PASADENA, Calif. — Joe Paterno had cleared the presentation stand on the 20-yard line, waded through the wave of cameras and strode directly to the stands, to the mass of blue and white refusing to leave the Rose Bowl.

There, he looked up and blew the Penn State faithful a kiss, a kiss for his record 16th bowl victory, a kiss for his and his alone personal quadfecta of wins in the four major bowls, a kiss for his fifth unbeaten, untied season, a kiss to send the fans off into the California night, the Pennsylvania winter something to deal with another day.

Penn State 38, Oregon 20.

In a season of artistic triumphs, this was not the 1994 team's finest hour. But it was their last hour.

It was not enough to get these Nittany Lions the school's third national championship. They finished No. 2, behind Nebraska, in both the final Associated Press media poll and CNN/USA Today coaches' poll.

But they did all they could. They played 12 games and won them all. The Penn Staters were screaming "We're No. 1" loud enough for it to reverberate off the San Gabriel Mountains surrounding the bowl.

"I think," Paterno said, "I'd have to agree with them."

A "Nebraska National Champions '94" banner, illuminated in red lights, hung from the mountainside. On this night, however, the Penn State people didn't seem to care. This was their night.

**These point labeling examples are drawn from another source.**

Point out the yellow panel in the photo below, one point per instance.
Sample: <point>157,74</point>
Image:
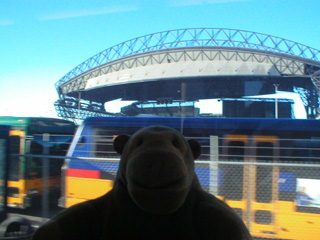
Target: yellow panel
<point>86,188</point>
<point>72,201</point>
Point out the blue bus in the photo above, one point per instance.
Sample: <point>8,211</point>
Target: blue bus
<point>260,167</point>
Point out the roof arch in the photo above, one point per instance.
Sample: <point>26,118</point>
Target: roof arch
<point>194,38</point>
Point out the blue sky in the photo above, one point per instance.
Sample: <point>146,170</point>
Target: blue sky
<point>41,40</point>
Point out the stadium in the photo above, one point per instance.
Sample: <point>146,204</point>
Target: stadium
<point>168,73</point>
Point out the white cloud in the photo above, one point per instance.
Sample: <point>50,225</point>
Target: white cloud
<point>180,3</point>
<point>88,12</point>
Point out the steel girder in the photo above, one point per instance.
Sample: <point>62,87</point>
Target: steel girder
<point>194,38</point>
<point>284,64</point>
<point>196,44</point>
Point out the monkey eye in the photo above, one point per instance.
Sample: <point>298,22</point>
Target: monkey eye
<point>176,143</point>
<point>139,142</point>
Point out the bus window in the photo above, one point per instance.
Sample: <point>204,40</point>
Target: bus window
<point>233,174</point>
<point>14,165</point>
<point>102,143</point>
<point>264,153</point>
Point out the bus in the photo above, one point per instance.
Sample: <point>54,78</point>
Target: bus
<point>35,136</point>
<point>11,227</point>
<point>4,143</point>
<point>263,168</point>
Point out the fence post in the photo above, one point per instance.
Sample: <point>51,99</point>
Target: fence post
<point>214,158</point>
<point>45,176</point>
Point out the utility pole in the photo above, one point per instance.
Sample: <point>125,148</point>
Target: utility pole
<point>276,101</point>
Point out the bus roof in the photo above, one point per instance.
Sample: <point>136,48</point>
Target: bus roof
<point>209,123</point>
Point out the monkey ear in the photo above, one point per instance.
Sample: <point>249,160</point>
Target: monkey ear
<point>195,148</point>
<point>119,143</point>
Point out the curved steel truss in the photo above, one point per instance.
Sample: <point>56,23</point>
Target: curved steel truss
<point>194,37</point>
<point>288,58</point>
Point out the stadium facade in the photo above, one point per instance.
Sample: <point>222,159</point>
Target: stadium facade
<point>167,73</point>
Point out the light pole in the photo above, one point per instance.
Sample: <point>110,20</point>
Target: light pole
<point>276,101</point>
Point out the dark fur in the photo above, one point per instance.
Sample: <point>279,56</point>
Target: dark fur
<point>156,195</point>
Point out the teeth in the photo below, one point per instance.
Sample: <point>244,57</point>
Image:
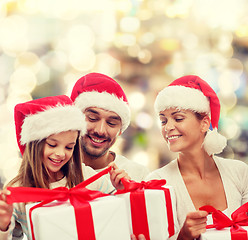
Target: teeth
<point>172,137</point>
<point>56,161</point>
<point>97,140</point>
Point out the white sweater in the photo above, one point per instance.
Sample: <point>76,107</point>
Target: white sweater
<point>234,175</point>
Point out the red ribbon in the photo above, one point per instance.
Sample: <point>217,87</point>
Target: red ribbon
<point>138,205</point>
<point>78,196</point>
<point>238,218</point>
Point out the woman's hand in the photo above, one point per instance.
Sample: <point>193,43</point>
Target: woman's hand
<point>194,225</point>
<point>6,211</point>
<point>116,175</point>
<point>140,237</point>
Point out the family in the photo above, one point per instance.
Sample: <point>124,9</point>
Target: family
<point>65,140</point>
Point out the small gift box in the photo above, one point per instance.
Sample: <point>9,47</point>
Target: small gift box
<point>224,228</point>
<point>151,208</point>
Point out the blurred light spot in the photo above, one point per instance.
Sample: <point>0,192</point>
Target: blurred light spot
<point>80,36</point>
<point>228,99</point>
<point>230,129</point>
<point>130,24</point>
<point>133,51</point>
<point>169,44</point>
<point>145,56</point>
<point>144,120</point>
<point>83,60</point>
<point>29,60</point>
<point>28,6</point>
<point>108,65</point>
<point>141,158</point>
<point>11,29</point>
<point>242,31</point>
<point>136,100</point>
<point>22,80</point>
<point>147,38</point>
<point>128,39</point>
<point>56,60</point>
<point>190,41</point>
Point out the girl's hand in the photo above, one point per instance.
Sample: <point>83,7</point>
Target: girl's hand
<point>6,211</point>
<point>140,237</point>
<point>116,175</point>
<point>194,225</point>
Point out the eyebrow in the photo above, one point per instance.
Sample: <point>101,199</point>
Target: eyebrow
<point>173,113</point>
<point>96,112</point>
<point>55,140</point>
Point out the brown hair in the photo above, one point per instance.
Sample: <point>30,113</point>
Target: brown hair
<point>33,173</point>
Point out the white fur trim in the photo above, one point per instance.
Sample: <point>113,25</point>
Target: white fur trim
<point>214,142</point>
<point>52,121</point>
<point>105,101</point>
<point>182,97</point>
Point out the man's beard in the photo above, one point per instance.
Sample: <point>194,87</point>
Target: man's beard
<point>93,153</point>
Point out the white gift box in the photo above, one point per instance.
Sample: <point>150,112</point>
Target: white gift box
<point>157,212</point>
<point>223,234</point>
<point>57,220</point>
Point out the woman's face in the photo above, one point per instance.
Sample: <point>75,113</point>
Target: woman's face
<point>181,129</point>
<point>58,150</point>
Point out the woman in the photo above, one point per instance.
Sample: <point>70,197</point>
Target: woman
<point>187,108</point>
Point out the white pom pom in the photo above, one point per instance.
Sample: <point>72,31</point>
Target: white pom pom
<point>214,142</point>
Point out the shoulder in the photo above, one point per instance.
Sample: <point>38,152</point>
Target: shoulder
<point>231,163</point>
<point>123,162</point>
<point>164,172</point>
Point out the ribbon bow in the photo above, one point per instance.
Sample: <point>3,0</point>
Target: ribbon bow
<point>131,186</point>
<point>220,220</point>
<point>78,197</point>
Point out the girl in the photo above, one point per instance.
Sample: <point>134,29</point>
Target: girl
<point>187,108</point>
<point>47,132</point>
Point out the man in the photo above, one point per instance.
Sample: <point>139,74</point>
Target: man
<point>107,112</point>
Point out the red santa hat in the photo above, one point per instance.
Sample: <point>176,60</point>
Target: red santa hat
<point>99,90</point>
<point>40,118</point>
<point>192,93</point>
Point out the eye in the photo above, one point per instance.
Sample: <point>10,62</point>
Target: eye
<point>163,121</point>
<point>51,145</point>
<point>179,119</point>
<point>92,118</point>
<point>112,124</point>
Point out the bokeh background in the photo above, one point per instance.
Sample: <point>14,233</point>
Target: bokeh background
<point>47,45</point>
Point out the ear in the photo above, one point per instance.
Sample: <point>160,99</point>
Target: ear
<point>205,124</point>
<point>120,133</point>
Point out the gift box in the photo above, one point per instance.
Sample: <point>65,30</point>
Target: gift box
<point>225,234</point>
<point>225,228</point>
<point>76,213</point>
<point>151,208</point>
<point>57,220</point>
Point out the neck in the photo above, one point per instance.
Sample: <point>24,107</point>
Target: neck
<point>99,162</point>
<point>196,163</point>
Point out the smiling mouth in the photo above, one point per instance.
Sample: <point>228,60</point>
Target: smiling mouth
<point>56,161</point>
<point>97,140</point>
<point>173,137</point>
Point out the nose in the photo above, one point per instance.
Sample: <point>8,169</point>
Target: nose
<point>169,125</point>
<point>101,127</point>
<point>60,153</point>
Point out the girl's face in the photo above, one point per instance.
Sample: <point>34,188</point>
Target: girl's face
<point>181,129</point>
<point>58,150</point>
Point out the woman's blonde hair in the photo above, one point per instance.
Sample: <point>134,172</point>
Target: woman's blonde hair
<point>33,173</point>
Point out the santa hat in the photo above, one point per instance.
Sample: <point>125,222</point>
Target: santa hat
<point>99,90</point>
<point>40,118</point>
<point>193,93</point>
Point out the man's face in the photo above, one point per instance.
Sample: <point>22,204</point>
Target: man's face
<point>103,128</point>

Their team had gone 12-0, swept the Big Ten, set records that may stand for generations and, now, Penn State had won its first Rose Bowl.

"To have an opportunity to come out here at my age and be part of this is something that I'm very grateful for," said Paterno, who turned 68 on Dec. 21. "Because of everything that was at stake for us, an undefeated season, what we think was a national championship season, it's obviously something special.

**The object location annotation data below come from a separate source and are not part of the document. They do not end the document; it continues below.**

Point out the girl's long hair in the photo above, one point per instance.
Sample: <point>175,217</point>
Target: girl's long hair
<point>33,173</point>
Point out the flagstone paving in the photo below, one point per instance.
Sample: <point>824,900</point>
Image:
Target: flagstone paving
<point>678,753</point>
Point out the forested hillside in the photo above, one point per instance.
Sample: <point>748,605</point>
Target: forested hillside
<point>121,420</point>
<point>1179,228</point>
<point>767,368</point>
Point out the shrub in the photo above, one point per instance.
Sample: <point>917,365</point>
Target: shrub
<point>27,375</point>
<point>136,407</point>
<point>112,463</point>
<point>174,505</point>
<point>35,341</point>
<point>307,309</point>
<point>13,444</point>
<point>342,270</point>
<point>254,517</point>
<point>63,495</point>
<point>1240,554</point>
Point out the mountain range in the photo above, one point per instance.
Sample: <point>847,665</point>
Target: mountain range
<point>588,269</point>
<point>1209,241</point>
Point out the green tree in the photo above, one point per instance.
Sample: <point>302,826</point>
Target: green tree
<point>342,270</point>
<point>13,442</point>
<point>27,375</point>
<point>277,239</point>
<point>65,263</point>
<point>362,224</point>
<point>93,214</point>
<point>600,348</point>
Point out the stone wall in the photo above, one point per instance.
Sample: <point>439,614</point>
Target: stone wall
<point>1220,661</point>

"It will rank with the Fiesta Bowl win over Miami (in 1987) and, obviously, the first time we (won the national championship, in 1983) when we played Georgia in the Sugar Bowl.

"They're all pretty similar, but the (Rose Bowl) just seemed to be a little bit bigger."

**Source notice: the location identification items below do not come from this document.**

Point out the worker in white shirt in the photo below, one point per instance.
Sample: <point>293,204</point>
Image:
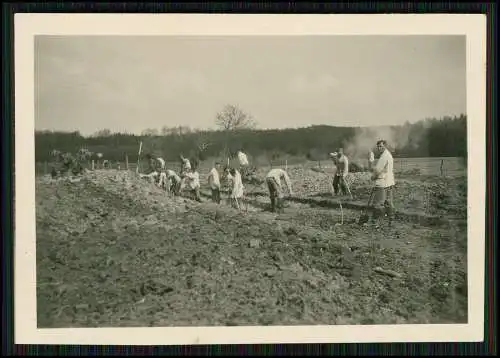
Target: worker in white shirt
<point>214,182</point>
<point>237,189</point>
<point>193,181</point>
<point>185,168</point>
<point>342,169</point>
<point>273,180</point>
<point>243,160</point>
<point>170,181</point>
<point>371,159</point>
<point>160,163</point>
<point>383,178</point>
<point>152,177</point>
<point>186,164</point>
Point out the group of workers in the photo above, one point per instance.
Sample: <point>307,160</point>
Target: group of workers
<point>381,198</point>
<point>189,177</point>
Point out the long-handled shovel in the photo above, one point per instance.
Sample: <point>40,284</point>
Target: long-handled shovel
<point>364,216</point>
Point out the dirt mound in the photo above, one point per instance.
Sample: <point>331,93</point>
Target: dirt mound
<point>114,250</point>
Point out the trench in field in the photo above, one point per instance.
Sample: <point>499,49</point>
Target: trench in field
<point>260,201</point>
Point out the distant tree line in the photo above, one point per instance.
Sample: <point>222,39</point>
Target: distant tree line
<point>444,137</point>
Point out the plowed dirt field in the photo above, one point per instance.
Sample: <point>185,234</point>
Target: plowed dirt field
<point>114,250</point>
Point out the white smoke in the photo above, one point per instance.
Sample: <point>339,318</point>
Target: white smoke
<point>365,140</point>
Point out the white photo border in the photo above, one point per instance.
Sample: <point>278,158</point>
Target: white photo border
<point>28,25</point>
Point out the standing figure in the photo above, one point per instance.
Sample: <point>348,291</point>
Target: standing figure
<point>193,180</point>
<point>238,189</point>
<point>273,179</point>
<point>243,160</point>
<point>214,183</point>
<point>342,164</point>
<point>383,179</point>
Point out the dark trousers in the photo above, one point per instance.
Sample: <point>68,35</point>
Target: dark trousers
<point>275,194</point>
<point>383,202</point>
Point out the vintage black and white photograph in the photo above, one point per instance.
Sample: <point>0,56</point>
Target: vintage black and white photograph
<point>245,180</point>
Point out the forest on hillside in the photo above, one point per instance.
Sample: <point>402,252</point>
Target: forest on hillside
<point>443,137</point>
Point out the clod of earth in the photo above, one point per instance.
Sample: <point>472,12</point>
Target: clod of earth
<point>126,241</point>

State's offense started like it was going to be business as usual. On the Lions' first play from scrimmage, tailback Ki-Jana Carter took a simple pitch, stumbled for a second, ran over All-America cornerback Herman O'Berry at the line of scrimmage and was gone on a career-best 83-yard touchdown run.

"I tried to run (O'Berry) over," said Carter, who ran for 156 yards on 21 carries and had three touchdowns. "I successfully did that. Then, I saw nothing but green."

That was it for quick strikes. From there, it was a struggle.

Penn State played like a team that had stayed up late and watched Miami lead Nebraska for nearly 3 1/2 quarters in the Orange Bowl. The Nittany Lions played like kids who had to endure Nebraska's clinching touchdown as the clock struck midnight in State College.

Oregon, it turned out, was no fluke. These Ducks could play a bit. Quarterback Danny O'Neil, who set Rose Bowl records for passing attempts (61), completions (41) and passing yardage (456 yards) was on early and never really turned off.

But the Ducks (9-4) had no running game. And coach Rich Brooks was not exactly the Cincinnati Kid in his decision-making.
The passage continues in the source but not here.